AP/ SMH | May 28, 2013
Here's a look at Netflix since its stock peaked in July 2011 at nearly $305.

Feb. 6: Verizon Communications Inc. and Coinstar Inc. unveil plans to challenge Netflix with its own streaming service to bundle with DVD rental kiosks operated by Coinstar's Redbox division. Getting an extensive library of streaming content to rival Netflix's will be expensive, though. Netflix, meanwhile, debuts its first original TV series, an eight-episode drama called "Lilyhammer," as it hopes to differentiate itself from rivals.

Feb. 21: As part of an effort to offer more exclusive material, Netflix locks up the right to show "The Artist" and other movies from The Weinstein Co. before the films are released to leading pay-TV channels such as Showtime and HBO. On the same day the multiyear deal is announced, Comcast Corp. announces plans to undercut Netflix with a less expensive version of a service that will stream old TV series and movies to devices with high-speed Internet connections.

April 23: Netflix says it suffered its first quarterly loss in seven years as it dealt with rising licensing fees and the bill for an international expansion. The first-quarter setback, however, was far smaller than analysts expected. In another encouraging sign, the company's subscriber growth accelerated during the first three months of the year, further evidence that the company is recovering from the price-hike backlash.

July 3: Netflix announces that subscribers watched more than 1 billion hours of online video in June, an indication that streaming video is getting more popular.

July 12: One-year anniversary of price-hike announcement.
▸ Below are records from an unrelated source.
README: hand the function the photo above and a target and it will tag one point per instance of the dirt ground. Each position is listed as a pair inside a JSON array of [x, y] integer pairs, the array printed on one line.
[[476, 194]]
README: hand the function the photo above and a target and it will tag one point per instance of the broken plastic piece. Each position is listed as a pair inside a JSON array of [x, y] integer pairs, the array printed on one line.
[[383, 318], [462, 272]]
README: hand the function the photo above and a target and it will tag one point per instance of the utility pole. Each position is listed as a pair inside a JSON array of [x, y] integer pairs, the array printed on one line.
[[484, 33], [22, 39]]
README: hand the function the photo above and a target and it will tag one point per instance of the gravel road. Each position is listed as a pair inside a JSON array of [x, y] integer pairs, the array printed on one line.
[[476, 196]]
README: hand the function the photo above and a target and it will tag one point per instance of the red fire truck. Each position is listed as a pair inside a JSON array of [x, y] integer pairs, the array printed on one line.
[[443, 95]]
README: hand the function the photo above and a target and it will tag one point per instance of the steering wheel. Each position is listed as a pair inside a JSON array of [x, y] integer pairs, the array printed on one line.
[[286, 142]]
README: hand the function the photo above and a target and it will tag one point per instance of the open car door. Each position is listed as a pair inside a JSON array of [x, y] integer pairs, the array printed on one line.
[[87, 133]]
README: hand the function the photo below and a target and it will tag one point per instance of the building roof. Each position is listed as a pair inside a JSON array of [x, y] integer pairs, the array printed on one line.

Subscriber growth has returned, but even after a recent rally, Netflix stock remains more than 70 percent below its peak price of nearly $305 about a year ago.

Aug. 15: Netflix announces that its international expansion will continue with a rollout in four Nordic countries _ Norway, Denmark, Sweden and Finland. Service became available in mid-October.

Oct. 31: Activist investor Carl Icahn discloses he has used some of his $14 billion fortune to accumulate a 10 percent stake in Netflix.

Nov. 5: Netflix moves to protect itself against hostile takeovers by adopting a shareholder rights plan, also known as a poison pill. Such a plan is designed to make it difficult or even impossible for someone to take over the company without an agreement from the board. Netflix says the provision is triggered if a person or group acquires 10 percent of Netflix, or 20 percent in the case of institutional investors, in a deal not approved by the board.

Dec. 4: Netflix announces that its video subscription service has trumped pay-TV channels and grabbed the rights to show Disney movies shortly after they finish their runs in theaters. Netflix's streaming service will have exclusive U.S. rights to offer Disney's first-run movies during the period normally reserved for premium TV network such as HBO, Starz and Showtime. It will start after Disney's current deal with Starz ends in 2015.